Hakkâri’nin Şemdinli ilçesinde 17 Ağustosta yangın çıktı. Dört gün boyunca yangın söndürülemedi. Goman tepesi olarak bilinen ormanlık alan küle döndü. Valiliğin yaptığı açıklamaya göre 3 hektarlık otluk alan yandı. Köylüler ellerinde kürek ve tırmıklarla yangına müdahale etmeye çalışırken, yetkili kurumların yangına geç müdahale etmesi ve müdahalenin yetersizliği tepkilere neden oldu. Hakkâri’deki sivil toplum kuruluşları Şemdinli’deki yangına dikkat çekmek ve destek alabilmek için sosyal medyada “#Şemdinliyanıyor” başlığıyla etiket açtı. Kısa sürede bu başlıkla çok sayıda paylaşım yapıldı. İktidar yetkilileri halkın haklı öfkesini önce “yaygara” diyerek geçiştirmeye çalıştılar. Daha sonra gelen tepkiler üzerine bölgenin sarp ve dağlık bir araziye sahip olduğunu, rüzgârın şiddetli esmesi nedeniyle yangının söndürülemediğini belirttiler. Benzer bir açıklamayı AKP’li bakanlar geçtiğimiz günlerde Karadeniz’de yaşanan sel felâketi için yapmıştı. Sel felâketinin sorumlusu olarak şiddetli yağışları göstermişlerdi. İktidar sözcüleri bakandan kaymakamına kadar aklımızla dalga geçmeye devam ediyorlar. Karadeniz’de “şiddetli yağış”, Kürt illerinde “şiddetli rüzgâr” diyorlar. Peki ya alınmayan önlemler, yapılmayan müdahaleler, yaşanan onca acı ve yıkım, emekçiler kaybettiklerinin ardında gözyaşı dökerken, meydanlarda, televizyon ekranlarında boy gösterip pişkince açıklamalar yapanlar? Tüm bunları nereye koyalım?

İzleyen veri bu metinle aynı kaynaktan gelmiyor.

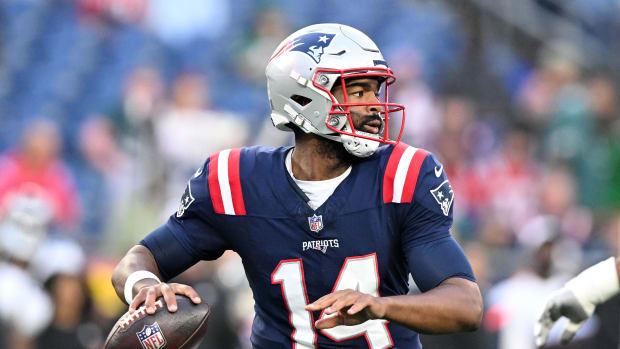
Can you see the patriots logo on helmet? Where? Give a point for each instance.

Elbette daha öncekilerde olduğu gibi bu felâketin de sorumlusu iktidardır. Sadece son bir ay içinde yaşadıklarımız emekçiler için asıl felâketin ne olduğunu açıkça gösteriyor. İktidarın politikaları sonucu pek çok kurumun içi boşaltıldı. Devlet kurumları adeta kuklaya dönüştürüldü. Emekçiler her felâkette bunu derinden hissediyorlar. Büyük yıkımların ve tarifsiz acıların ortasında yapayalnız ve kimsesiz bırakılıyorlar. Bu durum ülkenin ücra yerlerinde çok daha katmerli bir şekilde yaşanıyor. Yangınların, sellerin felâkete dönüşmesi yetmiyormuş gibi, bir de yetkili kurumların, kişilerin zulmü biniyor emekçilerin tepesine. Şemdinli’de çıkan yangında yaşananlar bunu gösteriyor. Üstelik son zamanlarda Kürt düşmanlığı üzerinden tırmandırılan milliyetçilik de bu yangına adeta benzin döküyor. Egemenlerin her köşeye sıkıştıklarında uyguladıkları kutuplaştırma siyaseti, emekçilerin zihinlerini bulandırıyor. Marmaris’te, Kastamonu’da, Sinop’ta yaşanan felâketlerde kitlesel bir tepki yükselirken, Şemdinli’de kitlesel bir sessizliğin yaşanması kutuplaştırma siyasetinin bir sonucudur. Egemenlerin bu kirli siyaseti yine egemenlerin işine yarıyor.
Oysa her felâket biz emekçilere aynı şeyi söylüyor. Birlikte karşı çıkmak zorundayız. Dinimizin, dilimizin, cinsiyetimizin, ırkımızın ya da coğrafyamızın farklı olması bizim işçi-emekçi olduğumuz, çıkarlarımızın ortak olduğu gerçeğini değiştirmez. Egemenlerin kirli siyaseti bizi bölüp parçalıyor, ortak tepki vermemizi engelliyor. Egemen sınıfın penceresinden bakarsak sadece yalanları görürüz. Ve onların yalanlarını kendi doğrularımızmış gibi savunmaya başlarız. İşçi sınıfının penceresinden baktığımızda ise gerçekleri görürüz. Ve bu gerçekler bizlere birlikte mücadele etmenin ne kadar yaşamsal olduğunu gösterir. Bugün yaşadığımız her felâketin yeniden ve yeniden gösterdiği de budur.